In order to evaluate our final model, we need to preprocess the full training and test data, fit the model on the full training data, and evaluate it on the full test data. Initially we’ll continue to use log loss for the evaluation step.

### Preprocessing the Full Dataset

```
# Instantiate StandardScaler
scaler = StandardScaler()
# Fit and transform X_train
X_train_scaled = scaler.fit_transform(X_train)
# Transform X_test
X_test_scaled = scaler.transform(X_test)
# Instantiate SMOTE with random_state=42 and sampling_strategy=0.28
sm = SMOTE(random_state = 42, sampling_strategy = 0.28)
# Fit and transform X_train_scaled and y_train using sm
X_train_oversampled, y_train_oversampled = sm.fit_resample(X_train_scaled, y_train)
```

### Fitting the Model on the Full Training Data

`final_model.fit(X_train_oversampled, y_train_oversampled)`

`LogisticRegression(C=100000.0, class_weight={1: 0.28}, random_state=42)`

### Evaluating the Model on the Test Data

#### Log Loss

`log_loss(y_test, final_model.predict_proba(X_test_scaled))`

`0.13031294393913376`

Great! This model is getting slightly better performance when we train the model with the full training set, compared to the average cross-validated performance. This is typical since models tend to perform better with more training data.

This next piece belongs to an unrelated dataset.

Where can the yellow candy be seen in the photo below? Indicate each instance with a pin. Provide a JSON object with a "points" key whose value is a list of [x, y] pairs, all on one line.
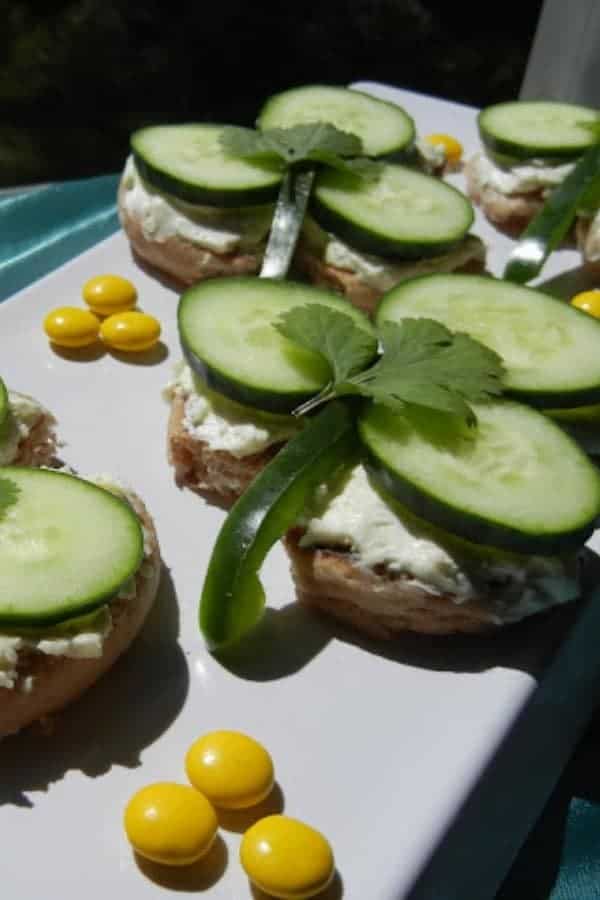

This model has improved log loss compared to the initial baseline model, which had about 0.172.

#### Accuracy

Although there are issues with accuracy as a metric on unbalanced datasets, accuracy is also a very intuitive metric.

```
from sklearn.metrics import accuracy_score
accuracy_score(y_test, final_model.predict(X_test_scaled))
```

`0.9456679825472678`

In other words, the final model correctly identifies the type of forest cover about 94.6% of the time, whereas always guessing the majority class (ponderosa pine) would only be accurate about 92.9% of the time.

#### Precision

```
# Import the relevant function
from sklearn.metrics import precision_score
# Display the precision score
precision_score(y_test, final_model.predict(X_test_scaled))
```

`0.6659919028340081`

In other words, if the final model labels a given cell of forest as class 1, there is about a 66.6% chance that it is actually class 1 (cottonwood/willow) and about a 33.4% chance that it is actually class 0 (ponderosa pine).

#### Recall

```
# Import the relevant function
from sklearn.metrics import recall_score
# Display the recall score
recall_score(y_test, final_model.predict(X_test_scaled))
```

`0.47889374090247455`

In other words, if a given cell of forest is actually class 1, there is about a 47.9% chance that the final model will correctly label it as class 1 (cottonwood/willow) and about a 52.1% chance that the final model will incorrectly label it as class 0 (ponderosa pine).

#### Interpretation

Depending on the stakeholder, my reported findings may vary. For example:

- If false positives are a bigger problem (labeled cottonwood/willow when it’s really ponderosa pine), precision is the important metric to report
- If false negatives are a bigger problem (labeled ponderosa pine when it’s really cottonwood/willow), recall is the important metric to report

If those problems have truly equal importance, I could report an f1-score instead, although this is somewhat more difficult for the average person to interpret.